Elle lève les yeux quand je reprends : « Tout le monde n'est pas séduit par les choses matérielles. Je ne le savais pas à l'époque, mais j'ai fini par apprendre que je pouvais être heureuse avec bien moins que ce que j'imaginais. Parfois, l'amour est vraiment tout ce dont on a besoin. »
« Alors, quand vous êtes-vous revus avec Tom ? »
« Il m'a fallu du temps, mais j'ai finalement convaincu mes parents de me laisser participer à un programme d'échange universitaire pour étudier à l'Université Monash pendant un an.
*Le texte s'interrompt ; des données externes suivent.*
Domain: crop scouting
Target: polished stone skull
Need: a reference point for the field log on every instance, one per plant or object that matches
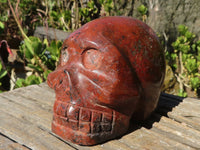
(110, 70)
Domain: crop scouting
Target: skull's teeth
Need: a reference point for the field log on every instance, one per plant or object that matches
(83, 119)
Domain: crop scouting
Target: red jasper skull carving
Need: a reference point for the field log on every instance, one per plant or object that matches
(110, 70)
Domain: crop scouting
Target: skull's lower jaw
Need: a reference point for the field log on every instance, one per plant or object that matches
(91, 132)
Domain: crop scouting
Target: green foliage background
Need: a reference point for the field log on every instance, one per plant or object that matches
(68, 15)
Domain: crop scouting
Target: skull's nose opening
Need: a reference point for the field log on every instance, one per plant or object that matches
(86, 126)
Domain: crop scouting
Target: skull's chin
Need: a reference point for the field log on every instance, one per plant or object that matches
(87, 126)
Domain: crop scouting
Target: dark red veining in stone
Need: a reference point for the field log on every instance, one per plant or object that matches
(110, 70)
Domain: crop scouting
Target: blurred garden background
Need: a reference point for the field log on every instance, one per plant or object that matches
(32, 32)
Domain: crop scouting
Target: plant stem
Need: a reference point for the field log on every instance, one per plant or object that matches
(17, 21)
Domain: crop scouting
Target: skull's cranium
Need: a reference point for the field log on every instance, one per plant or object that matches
(110, 70)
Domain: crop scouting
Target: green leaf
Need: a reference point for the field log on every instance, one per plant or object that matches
(1, 25)
(182, 29)
(195, 82)
(142, 9)
(191, 65)
(36, 45)
(29, 53)
(36, 68)
(46, 73)
(2, 73)
(182, 93)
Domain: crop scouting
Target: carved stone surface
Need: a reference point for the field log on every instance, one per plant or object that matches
(110, 70)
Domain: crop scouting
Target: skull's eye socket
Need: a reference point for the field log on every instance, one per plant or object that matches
(64, 56)
(92, 59)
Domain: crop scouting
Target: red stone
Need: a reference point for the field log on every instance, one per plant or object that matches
(110, 70)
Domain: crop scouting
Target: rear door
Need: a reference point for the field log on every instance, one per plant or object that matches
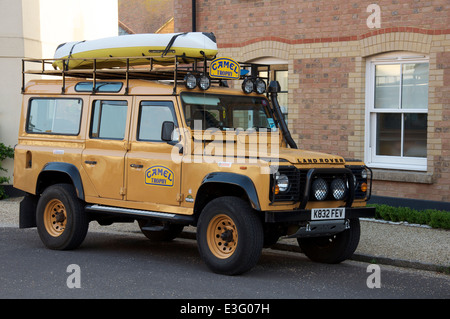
(152, 176)
(103, 158)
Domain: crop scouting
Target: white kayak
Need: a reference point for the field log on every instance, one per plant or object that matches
(161, 47)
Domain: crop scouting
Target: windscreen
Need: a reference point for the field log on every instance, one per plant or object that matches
(227, 112)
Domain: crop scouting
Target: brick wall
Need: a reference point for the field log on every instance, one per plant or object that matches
(326, 44)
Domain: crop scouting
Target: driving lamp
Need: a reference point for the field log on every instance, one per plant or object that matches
(190, 81)
(320, 189)
(204, 82)
(338, 189)
(282, 181)
(247, 86)
(260, 86)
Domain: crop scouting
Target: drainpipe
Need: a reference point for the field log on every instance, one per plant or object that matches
(194, 16)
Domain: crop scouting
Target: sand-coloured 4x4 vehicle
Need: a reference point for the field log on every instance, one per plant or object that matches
(170, 147)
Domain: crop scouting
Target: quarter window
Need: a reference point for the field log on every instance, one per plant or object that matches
(54, 116)
(152, 114)
(109, 119)
(397, 103)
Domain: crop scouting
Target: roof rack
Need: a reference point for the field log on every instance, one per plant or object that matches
(175, 70)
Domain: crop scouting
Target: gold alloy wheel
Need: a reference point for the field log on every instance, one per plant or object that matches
(222, 236)
(55, 217)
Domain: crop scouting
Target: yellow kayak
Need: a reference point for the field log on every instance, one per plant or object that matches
(161, 47)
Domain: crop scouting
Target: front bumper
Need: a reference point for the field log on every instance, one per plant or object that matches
(304, 215)
(317, 228)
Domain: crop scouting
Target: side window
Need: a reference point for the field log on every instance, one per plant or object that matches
(54, 116)
(109, 119)
(151, 117)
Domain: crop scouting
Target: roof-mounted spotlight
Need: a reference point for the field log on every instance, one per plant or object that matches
(190, 81)
(260, 86)
(248, 86)
(204, 82)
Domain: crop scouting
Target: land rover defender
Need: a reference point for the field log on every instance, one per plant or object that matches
(171, 147)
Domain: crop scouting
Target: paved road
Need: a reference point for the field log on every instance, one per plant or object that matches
(130, 266)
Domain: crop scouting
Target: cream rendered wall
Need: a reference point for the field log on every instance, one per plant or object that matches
(33, 29)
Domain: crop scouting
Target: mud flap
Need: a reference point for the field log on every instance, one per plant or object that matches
(27, 213)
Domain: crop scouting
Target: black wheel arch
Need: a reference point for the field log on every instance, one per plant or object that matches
(58, 172)
(219, 184)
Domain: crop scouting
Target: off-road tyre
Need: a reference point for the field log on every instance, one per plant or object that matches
(332, 249)
(61, 220)
(168, 231)
(230, 236)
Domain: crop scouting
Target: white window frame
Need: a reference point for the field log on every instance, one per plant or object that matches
(371, 158)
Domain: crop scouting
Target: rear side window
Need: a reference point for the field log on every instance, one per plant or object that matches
(54, 116)
(109, 120)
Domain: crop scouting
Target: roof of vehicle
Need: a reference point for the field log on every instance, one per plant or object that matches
(136, 87)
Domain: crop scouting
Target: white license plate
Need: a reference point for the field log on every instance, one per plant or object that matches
(327, 213)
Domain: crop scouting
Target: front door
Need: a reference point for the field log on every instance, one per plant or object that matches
(152, 176)
(106, 146)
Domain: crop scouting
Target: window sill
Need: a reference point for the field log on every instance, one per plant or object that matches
(402, 176)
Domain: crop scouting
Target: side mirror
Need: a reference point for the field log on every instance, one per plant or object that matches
(167, 130)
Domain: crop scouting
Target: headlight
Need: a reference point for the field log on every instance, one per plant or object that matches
(282, 181)
(338, 189)
(320, 189)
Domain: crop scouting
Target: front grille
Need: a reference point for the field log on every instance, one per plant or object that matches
(359, 180)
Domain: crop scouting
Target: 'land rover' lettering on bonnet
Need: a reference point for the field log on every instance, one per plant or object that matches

Pour être honnête, je ne savais rien de l'Australie avant de venir ici. »
Kylie sourit en sirotant son cappuccino : « Un petit choc culturel, tu dirais ? »
« Total. Je suis arrivée avec une tonne de bagages et aucune idée de ce qui m'attendait. Tom m'attendait à l'aéroport et m'a aidée à m'installer dans l'appartement que j'avais loué. Il m'a fait sortir, m'a présentée à ses amis, et j'ai très vite pris mes marques. Je m'épanouissais grâce à ce sentiment d'indépendance qui accompagnait le fait d'être ailleurs, loin de mes parents. »
Kylie lève les yeux de ses notes avec un sourire. « Je n'ose imaginer. Je parie que ta vie d'avant et d'après, c'était le jour et la nuit. »
« L'Australie était tellement différente du monde que j'avais quitté. Là où j'étudiais aux États-Unis, il y avait certaines normes qui me semblaient normales. Mais une fois arrivée en Australie, j'ai appris que ces normes étaient conservatrices et étouffantes d'attentes. J'ai été choquée le premier jour de cours en voyant des étudiants arriver en pyjama, en Ugg boots et les cheveux en bataille. On ne verrait jamais ça à l'université que je fréquentais au Texas. »
Kylie rit et secoue la tête. « As-tu déjà eu le mal du pays ? »
« Pas du tout. Je suis tombée amoureuse de cet endroit instantanément. »
« Après ton installation, Tom était-il toujours la même personne excitante que tu imaginais quand vous vous êtes rencontrés ? »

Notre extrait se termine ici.